Мне трудно анализировать ту подавленность, то раздражение, которые обрушиваются на меня, как только замедляется течение жизни. Набившие оскомину манеры, притворная нежность, незваные гости, что засиживаются допоздна, докучные откровения, бестолковый собеседник – от всего этого у меня скоро появляются мурашки в ногах. Я не могу усидеть на месте. Я «грызу удила». У меня дрожат руки, вздрагивают ноги. Это яростное желание ускорять, сокращать все, что только возможно, странным образом связано с оцепенением, которое неразлучно со скукой. В одно и то же время можно быть остолбеневшим и нетерпеливым, изнемогающим от усталости и напряженным, и я тому живое доказательство. Самые неприятные желания вспылить охватывают меня в те минуты, когда внешне я кажусь невозмутимо спокойным. Среди самых тяжелых последствий возраста самое очевидное – это уменьшение подвижности. Походка, жесты, рефлексы утрачивают свою быстроту. К моему изумлению, это замедление не ослабляет нетерпеливого желания, чтобы все скорее заканчивалось, чтобы уходили гости, чтобы быстрее закруглялись обеды, чтобы фразы, написанные, если это необходимо, в телеграфном стиле, приобретали ту легкую задиристость, которую предполагает хороший стиль.

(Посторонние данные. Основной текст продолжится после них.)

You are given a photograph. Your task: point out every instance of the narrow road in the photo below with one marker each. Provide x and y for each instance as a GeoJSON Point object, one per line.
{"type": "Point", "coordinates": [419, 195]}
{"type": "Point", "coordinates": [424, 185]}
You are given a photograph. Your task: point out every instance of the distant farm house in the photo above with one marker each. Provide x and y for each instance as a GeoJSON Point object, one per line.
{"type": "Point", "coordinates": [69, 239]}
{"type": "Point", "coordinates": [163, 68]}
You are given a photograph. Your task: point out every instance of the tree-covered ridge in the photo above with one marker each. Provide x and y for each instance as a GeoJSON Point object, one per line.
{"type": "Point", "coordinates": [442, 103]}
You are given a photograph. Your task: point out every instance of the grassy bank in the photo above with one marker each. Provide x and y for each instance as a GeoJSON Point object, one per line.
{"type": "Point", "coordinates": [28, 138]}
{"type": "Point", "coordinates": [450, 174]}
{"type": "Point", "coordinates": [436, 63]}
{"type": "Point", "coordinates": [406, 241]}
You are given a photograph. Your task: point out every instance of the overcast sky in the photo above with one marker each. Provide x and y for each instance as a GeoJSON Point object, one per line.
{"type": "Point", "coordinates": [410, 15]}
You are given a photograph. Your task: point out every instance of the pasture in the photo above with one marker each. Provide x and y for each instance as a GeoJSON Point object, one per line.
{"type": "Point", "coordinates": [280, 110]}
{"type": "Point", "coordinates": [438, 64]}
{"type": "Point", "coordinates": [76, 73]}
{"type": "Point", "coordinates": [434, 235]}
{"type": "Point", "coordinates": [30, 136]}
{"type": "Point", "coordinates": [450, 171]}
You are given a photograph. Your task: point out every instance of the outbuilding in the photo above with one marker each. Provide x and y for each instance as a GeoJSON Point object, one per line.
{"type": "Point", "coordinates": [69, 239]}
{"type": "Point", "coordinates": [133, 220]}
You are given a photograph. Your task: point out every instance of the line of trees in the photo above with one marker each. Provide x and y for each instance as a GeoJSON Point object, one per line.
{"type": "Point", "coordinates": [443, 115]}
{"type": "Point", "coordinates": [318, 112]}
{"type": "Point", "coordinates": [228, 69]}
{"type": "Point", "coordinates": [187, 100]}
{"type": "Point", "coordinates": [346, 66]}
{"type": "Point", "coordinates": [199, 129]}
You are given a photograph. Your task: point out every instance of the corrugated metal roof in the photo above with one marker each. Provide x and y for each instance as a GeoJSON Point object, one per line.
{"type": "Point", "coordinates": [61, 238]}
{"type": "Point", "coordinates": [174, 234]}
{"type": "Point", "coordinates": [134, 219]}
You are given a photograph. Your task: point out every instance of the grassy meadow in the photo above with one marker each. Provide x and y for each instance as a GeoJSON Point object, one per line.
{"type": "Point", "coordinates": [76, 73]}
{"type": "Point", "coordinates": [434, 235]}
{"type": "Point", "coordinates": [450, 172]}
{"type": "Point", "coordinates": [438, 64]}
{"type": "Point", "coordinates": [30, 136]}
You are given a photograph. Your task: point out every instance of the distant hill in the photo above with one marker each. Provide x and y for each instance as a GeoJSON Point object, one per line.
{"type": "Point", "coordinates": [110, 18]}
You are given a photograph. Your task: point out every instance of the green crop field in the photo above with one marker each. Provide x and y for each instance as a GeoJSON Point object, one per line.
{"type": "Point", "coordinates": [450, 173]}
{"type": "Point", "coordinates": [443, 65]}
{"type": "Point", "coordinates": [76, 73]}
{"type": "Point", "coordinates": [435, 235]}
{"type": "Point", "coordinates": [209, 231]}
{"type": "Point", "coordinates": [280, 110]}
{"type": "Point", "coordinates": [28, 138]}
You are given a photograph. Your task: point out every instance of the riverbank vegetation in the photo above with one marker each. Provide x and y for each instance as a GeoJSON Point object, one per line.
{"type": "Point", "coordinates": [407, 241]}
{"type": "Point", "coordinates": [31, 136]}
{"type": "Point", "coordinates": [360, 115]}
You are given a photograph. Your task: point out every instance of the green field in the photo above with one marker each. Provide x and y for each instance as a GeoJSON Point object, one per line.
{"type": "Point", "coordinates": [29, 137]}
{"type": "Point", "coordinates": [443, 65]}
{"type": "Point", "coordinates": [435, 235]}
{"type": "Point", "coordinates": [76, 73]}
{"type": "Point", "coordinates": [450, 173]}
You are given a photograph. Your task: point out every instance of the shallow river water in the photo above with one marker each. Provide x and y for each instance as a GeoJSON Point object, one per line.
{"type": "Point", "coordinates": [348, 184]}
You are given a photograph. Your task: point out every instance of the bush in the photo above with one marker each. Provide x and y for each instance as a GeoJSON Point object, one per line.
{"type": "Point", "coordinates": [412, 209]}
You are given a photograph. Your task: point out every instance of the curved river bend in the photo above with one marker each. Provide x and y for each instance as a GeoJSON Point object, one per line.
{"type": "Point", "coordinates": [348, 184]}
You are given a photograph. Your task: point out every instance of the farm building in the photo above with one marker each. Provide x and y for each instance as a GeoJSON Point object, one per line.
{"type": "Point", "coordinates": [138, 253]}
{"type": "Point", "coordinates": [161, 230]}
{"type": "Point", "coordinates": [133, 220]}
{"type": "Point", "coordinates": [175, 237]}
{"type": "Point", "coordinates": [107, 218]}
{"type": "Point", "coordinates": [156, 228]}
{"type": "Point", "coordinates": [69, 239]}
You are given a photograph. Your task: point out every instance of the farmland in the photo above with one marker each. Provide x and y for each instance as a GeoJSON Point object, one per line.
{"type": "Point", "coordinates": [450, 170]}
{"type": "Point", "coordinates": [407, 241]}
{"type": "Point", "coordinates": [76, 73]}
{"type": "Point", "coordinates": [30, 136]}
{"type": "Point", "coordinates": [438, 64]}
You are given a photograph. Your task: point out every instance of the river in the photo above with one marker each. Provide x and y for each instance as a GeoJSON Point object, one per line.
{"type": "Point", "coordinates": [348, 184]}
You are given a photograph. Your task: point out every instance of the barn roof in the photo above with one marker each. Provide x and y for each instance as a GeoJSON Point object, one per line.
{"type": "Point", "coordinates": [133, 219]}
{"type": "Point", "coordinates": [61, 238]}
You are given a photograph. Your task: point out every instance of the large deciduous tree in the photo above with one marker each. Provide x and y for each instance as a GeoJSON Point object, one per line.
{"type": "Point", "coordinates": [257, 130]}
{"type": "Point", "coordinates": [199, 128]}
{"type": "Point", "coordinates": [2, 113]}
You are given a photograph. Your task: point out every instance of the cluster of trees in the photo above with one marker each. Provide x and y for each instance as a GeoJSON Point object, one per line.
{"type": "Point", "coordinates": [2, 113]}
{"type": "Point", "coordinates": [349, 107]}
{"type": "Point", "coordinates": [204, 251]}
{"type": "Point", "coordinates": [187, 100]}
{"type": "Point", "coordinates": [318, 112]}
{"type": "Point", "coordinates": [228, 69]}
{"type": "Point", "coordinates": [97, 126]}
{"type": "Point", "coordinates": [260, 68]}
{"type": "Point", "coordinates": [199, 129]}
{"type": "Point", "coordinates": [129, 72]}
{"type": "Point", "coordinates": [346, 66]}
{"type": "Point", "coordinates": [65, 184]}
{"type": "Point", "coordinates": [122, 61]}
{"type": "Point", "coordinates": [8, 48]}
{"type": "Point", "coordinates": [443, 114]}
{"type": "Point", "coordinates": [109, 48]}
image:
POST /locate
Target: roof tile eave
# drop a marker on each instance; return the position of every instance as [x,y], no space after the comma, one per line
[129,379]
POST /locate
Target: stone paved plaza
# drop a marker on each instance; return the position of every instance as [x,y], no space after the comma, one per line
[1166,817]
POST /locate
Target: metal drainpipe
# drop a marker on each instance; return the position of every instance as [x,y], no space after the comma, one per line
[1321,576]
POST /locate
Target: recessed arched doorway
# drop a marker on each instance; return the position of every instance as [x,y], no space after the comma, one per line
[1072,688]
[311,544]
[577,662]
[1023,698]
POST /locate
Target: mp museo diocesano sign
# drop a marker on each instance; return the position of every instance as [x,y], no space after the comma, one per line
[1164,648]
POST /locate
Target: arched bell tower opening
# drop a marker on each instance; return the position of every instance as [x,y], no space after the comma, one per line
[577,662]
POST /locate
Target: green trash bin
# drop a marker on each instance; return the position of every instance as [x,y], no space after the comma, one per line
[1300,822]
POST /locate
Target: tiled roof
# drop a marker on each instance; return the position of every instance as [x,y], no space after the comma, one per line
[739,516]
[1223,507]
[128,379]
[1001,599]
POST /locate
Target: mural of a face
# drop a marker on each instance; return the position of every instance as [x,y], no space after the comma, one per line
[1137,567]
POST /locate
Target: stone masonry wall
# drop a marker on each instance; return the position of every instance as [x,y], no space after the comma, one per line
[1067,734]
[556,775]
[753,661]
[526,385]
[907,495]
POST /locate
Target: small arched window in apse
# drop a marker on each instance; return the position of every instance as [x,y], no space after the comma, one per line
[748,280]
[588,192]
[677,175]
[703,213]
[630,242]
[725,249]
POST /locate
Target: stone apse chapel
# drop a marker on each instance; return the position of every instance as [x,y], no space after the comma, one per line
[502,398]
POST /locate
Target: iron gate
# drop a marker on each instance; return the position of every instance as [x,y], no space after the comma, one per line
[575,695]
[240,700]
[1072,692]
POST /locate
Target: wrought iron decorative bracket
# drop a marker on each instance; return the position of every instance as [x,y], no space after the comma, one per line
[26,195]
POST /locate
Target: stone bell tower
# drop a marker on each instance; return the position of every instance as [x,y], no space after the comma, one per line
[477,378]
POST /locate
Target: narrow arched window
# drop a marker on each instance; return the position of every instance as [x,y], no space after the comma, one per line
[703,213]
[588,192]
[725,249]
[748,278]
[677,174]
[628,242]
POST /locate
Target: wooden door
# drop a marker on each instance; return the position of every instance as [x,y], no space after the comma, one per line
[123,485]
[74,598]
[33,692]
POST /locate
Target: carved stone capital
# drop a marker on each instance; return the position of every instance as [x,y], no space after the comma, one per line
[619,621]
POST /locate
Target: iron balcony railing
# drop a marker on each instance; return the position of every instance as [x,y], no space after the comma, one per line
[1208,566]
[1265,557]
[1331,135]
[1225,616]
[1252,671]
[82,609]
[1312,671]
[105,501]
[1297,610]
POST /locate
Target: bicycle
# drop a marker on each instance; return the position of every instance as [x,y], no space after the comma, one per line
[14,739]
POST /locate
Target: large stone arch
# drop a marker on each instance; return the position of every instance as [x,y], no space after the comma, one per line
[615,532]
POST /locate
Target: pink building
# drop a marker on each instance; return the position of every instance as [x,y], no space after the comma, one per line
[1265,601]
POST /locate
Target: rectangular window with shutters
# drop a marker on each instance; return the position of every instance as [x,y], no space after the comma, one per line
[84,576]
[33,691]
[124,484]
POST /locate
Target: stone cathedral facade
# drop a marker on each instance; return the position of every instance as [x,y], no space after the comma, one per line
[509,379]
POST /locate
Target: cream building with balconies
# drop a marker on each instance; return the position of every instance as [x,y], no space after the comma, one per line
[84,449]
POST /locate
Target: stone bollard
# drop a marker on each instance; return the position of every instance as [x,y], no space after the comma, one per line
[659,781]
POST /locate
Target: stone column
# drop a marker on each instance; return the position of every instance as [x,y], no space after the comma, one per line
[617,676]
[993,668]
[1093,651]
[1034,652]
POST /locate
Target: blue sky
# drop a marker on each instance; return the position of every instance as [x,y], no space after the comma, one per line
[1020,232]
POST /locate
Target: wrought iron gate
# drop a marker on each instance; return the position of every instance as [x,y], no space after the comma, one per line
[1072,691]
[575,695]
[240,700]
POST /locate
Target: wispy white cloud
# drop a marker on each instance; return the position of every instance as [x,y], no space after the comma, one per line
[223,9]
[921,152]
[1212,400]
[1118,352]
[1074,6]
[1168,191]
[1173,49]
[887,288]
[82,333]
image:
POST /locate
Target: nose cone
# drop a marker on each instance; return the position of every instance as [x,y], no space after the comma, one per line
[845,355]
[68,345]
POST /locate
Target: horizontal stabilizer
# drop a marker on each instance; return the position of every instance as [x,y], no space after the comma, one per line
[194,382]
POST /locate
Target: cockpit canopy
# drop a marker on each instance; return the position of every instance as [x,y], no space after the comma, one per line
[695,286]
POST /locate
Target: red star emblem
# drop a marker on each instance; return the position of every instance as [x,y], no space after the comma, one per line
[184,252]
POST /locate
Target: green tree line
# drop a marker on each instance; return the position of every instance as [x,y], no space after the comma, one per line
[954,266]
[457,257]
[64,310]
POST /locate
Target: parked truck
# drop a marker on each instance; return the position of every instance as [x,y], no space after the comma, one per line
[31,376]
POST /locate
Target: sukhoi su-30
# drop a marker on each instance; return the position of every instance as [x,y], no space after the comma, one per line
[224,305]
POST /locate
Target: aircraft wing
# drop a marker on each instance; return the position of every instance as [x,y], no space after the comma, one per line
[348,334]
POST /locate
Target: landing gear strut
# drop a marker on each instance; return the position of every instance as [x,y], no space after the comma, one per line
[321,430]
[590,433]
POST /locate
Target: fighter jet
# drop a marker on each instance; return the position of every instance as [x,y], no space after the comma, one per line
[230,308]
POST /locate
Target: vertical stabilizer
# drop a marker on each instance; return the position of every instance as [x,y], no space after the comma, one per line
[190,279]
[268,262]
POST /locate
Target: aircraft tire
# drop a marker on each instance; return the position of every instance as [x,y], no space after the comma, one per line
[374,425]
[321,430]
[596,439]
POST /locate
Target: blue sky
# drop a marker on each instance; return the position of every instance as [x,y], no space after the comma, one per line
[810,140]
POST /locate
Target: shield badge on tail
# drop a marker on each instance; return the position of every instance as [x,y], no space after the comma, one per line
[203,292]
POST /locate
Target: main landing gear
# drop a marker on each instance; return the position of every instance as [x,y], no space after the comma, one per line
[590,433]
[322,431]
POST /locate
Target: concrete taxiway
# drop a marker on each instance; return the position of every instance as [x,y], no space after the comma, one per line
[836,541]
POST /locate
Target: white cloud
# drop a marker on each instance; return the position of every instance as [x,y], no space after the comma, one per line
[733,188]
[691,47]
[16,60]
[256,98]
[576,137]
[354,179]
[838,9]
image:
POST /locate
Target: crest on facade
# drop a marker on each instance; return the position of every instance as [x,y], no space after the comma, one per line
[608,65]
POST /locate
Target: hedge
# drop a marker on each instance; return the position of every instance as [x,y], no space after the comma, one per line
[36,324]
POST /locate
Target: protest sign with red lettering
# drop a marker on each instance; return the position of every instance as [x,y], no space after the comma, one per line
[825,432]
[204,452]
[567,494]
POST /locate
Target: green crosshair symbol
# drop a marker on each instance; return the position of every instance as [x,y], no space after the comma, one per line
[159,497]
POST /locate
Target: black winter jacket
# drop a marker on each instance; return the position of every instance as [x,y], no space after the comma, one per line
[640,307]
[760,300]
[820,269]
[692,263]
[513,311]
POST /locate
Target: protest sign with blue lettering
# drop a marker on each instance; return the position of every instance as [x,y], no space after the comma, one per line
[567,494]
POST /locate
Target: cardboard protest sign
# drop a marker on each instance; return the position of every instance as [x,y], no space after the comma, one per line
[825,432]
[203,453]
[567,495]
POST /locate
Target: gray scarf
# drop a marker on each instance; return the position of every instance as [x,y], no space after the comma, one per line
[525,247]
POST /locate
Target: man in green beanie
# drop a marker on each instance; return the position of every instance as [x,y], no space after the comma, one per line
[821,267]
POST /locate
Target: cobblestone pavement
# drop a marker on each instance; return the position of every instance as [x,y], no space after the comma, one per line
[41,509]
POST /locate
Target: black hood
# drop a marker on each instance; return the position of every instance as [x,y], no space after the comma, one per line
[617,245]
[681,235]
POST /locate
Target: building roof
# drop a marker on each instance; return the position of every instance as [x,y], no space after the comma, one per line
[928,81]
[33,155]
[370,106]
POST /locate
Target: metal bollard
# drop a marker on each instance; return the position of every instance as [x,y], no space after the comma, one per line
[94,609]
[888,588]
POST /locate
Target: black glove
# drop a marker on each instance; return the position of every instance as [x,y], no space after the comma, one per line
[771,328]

Взять, к примеру, отъезды. В то лето они стали моей страстью и моим шедевром. Движимый, наверно, желанием возвращаться домой охранять свое добро (хотя в этом я себе не признавался), я сумел удачно осуществить несколько безукоризненных исчезновений. Безукоризненных по стремительности и корректности. Уже не могло быть и речи о том, чтобы церемонно откланиваться и затягивать прощание, рассыпаясь в шаблонных любезностях. Стоило мне в гостях у друзей подать жене знак, как мы сразу вставали, совершенно готовые к отъезду, и исчезали, словно призрачные видения. До нас еще долетали чьи-то голоса, но нас уже и след простыл. Когда мотор был заведен, фары зажжены, я ликовал. Переключая одной рукой скорость, другой я расстегивал воротник и с потоком незлобных, произносимых вполголоса ругательств (к счастью, Сесиль к этому привыкла) избавлялся от злости и усталости, накопившихся за те три часа, что продолжался вечер.
У меня под видом работы украли время: я всеми способами пытался его вернуть.